LiDAR, for Light Detection And Ranging, bounces infrared light off everything around the vehicle, allowing scanning infrared light sensors to detect the reflections and create a 3D image of the surrounding environment.

The puck sensors provide a 300-degree view around the front and sides of the vehicle, but project a tighter beam with less vertical range than the older version, he says. The pucks also cut the number of laser firings per second in half, to 1.4 million pulses per second, compared with the roof-mounted LiDAR sensors.

McBride says the roof-mounted sensors detect far above the roadway – to treetop and building roof height – that’s unnecessary until we have flying cars.
“You point your flashlight where you want to see,” McBride explains.

The current prototype, a Fusion still using the roof-mounted sensors, was running autonomous laps with journalists aboard during “Further With Ford” activities at the automaker’s Dearborn campus this week.

A ride in the car proved remarkable for its lack of drama. Engineers sat up front monitoring the car’s responses and keeping an eye on a laptop computer managing its reactions, but other than putting the car in drive, neither Ford worker interacted with the car to guide it through a 10-minute drive loop.

The real-world route, on 25-mph (40-km/h) city streets, was awash in potential obstacles and hazards, from stop signs and traffic signals to mid-block pedestrian crosswalks, right and left turns and multiple stops. The route was not pre-programmed, Ford engineers said, except for plotting the start/end point and a midpoint.

The car did the rest, using LiDAR, cameras and map data to correctly identify and accurately react to each situation. Some actions even were superior to those of a human driver: coming to a full stop at crosswalks regardless of whether pedestrians were present, coming to a complete stop at intersections and always signaling turns.

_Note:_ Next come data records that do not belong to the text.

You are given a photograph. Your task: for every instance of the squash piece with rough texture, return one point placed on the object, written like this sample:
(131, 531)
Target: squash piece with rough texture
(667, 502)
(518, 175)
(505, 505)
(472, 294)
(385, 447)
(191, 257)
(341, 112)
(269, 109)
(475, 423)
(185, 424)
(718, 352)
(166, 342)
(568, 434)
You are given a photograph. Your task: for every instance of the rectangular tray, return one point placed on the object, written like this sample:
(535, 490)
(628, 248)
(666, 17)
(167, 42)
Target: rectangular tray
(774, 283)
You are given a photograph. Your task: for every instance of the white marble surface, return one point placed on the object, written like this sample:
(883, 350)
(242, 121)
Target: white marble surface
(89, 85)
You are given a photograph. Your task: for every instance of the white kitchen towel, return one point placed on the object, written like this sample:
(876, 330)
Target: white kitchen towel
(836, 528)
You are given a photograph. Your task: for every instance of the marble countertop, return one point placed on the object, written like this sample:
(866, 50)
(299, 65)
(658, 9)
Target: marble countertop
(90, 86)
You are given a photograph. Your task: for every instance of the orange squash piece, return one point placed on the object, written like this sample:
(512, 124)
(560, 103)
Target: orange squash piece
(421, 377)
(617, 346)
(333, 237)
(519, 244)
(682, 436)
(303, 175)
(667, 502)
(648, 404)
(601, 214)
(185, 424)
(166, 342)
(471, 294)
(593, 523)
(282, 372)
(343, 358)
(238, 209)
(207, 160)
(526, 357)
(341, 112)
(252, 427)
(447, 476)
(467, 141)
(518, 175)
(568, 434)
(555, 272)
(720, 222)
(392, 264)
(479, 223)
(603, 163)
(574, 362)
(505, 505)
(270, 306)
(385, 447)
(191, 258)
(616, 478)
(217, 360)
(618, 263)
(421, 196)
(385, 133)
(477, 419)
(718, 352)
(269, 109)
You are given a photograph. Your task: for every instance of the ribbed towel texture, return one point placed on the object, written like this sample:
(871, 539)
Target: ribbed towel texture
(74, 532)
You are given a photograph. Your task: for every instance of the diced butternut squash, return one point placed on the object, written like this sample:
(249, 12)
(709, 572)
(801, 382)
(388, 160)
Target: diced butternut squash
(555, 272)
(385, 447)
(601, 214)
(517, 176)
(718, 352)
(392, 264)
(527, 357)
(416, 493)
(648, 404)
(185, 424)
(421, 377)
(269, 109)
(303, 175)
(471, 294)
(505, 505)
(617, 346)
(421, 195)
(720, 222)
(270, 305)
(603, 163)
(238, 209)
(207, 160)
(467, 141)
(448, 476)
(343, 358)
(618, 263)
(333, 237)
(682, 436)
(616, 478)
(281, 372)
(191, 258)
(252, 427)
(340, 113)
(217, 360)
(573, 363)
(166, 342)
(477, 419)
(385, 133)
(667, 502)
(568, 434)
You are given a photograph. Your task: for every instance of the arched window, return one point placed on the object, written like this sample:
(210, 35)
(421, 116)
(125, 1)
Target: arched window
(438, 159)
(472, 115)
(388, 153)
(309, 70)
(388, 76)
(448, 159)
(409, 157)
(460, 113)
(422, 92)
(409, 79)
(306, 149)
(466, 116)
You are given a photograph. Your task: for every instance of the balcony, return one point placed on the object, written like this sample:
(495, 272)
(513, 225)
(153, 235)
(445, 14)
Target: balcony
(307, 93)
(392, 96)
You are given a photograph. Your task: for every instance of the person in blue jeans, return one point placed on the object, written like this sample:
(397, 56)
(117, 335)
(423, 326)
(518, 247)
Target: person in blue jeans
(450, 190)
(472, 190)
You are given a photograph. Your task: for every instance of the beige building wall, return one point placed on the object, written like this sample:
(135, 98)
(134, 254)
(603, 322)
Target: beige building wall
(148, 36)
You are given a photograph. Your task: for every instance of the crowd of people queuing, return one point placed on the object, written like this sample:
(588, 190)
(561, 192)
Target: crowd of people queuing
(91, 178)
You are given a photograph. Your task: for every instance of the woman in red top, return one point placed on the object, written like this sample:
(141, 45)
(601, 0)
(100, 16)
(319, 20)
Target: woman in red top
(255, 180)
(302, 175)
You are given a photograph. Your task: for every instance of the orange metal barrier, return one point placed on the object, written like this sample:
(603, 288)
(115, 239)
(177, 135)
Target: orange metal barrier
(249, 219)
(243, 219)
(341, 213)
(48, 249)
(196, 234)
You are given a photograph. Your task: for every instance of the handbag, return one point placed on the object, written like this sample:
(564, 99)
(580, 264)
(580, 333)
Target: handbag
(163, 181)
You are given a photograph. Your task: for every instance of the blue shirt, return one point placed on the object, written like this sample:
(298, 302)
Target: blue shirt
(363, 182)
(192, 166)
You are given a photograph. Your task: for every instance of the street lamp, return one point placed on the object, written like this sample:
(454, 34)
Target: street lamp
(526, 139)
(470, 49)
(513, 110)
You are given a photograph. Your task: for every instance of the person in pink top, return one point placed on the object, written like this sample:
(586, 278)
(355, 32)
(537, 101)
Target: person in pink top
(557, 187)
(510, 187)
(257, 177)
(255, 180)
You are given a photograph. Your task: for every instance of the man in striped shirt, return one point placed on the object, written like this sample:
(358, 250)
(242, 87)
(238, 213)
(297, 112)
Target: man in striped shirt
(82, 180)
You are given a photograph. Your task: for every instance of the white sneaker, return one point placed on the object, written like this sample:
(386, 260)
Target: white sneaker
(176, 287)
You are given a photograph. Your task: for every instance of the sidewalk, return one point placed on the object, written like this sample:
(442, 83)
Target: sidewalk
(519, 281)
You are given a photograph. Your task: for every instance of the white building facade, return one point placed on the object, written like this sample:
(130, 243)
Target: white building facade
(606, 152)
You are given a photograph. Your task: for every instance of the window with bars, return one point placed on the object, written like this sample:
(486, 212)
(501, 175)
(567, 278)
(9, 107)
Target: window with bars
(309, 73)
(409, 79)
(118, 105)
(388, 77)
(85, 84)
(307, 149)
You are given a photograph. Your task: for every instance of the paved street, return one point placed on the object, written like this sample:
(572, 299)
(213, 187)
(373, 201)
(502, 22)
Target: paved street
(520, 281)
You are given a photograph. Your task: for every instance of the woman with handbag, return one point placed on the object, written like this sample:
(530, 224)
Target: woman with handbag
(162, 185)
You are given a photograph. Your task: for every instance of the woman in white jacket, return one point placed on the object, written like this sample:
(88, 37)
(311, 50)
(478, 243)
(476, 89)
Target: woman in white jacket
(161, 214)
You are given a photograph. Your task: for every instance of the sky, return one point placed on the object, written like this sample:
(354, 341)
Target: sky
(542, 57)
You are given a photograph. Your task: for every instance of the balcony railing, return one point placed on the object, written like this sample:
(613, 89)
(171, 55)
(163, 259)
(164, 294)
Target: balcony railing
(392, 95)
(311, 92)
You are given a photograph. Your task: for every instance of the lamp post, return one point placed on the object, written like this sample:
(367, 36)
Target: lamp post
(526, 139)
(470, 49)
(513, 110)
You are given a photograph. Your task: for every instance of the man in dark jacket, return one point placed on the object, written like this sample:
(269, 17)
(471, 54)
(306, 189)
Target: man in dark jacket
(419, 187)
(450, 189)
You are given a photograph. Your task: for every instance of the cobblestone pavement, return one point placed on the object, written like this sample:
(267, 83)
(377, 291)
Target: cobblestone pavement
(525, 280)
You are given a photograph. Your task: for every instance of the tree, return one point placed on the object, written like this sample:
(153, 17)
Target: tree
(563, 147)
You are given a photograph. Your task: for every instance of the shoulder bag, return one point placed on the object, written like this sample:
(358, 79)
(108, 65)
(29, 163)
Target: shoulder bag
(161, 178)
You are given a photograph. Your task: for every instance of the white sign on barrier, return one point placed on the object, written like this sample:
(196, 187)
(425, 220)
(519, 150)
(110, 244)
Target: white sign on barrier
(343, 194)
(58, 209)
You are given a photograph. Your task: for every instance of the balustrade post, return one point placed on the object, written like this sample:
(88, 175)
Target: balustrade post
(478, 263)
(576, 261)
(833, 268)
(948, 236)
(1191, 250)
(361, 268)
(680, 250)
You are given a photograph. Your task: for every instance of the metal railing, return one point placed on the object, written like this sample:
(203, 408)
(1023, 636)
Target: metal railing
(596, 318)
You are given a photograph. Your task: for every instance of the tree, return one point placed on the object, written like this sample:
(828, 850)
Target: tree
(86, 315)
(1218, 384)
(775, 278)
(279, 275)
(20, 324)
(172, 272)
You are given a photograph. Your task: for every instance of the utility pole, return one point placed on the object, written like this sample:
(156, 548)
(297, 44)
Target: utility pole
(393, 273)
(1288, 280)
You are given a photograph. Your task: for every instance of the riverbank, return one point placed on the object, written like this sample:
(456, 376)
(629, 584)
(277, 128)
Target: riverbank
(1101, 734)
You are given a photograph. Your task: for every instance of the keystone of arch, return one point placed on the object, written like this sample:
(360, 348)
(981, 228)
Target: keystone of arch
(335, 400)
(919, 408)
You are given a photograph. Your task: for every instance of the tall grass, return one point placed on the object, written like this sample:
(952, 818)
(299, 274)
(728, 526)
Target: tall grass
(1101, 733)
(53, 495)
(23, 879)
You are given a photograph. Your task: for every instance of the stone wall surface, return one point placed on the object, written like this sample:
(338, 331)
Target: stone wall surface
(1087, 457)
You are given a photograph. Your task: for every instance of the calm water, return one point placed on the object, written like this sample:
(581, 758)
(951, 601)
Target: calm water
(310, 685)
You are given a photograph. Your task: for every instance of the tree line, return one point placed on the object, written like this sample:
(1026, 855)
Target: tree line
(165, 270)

Ford is targeting 2021 to put a fleet of Level 4 (no steering wheel or pedals) self-driving vehicles on public roads, first as part of commercial ride-sharing and ride-hailing services and operating within defined geographical areas. By the mid-2020s, the company says it expects to offer Level 4 vehicles for purchase and use by the general public.

Ford and China search-engine giant Baidu in August announced a joint investment of $150 million in Velodyne to further its development of laser-based 3D-imaging sensors. Analysts predict the 3D imaging market to grow from $5.7 billion in 2015 to $15.2 billion in 2020 as the sensors are deployed on autonomous shuttles.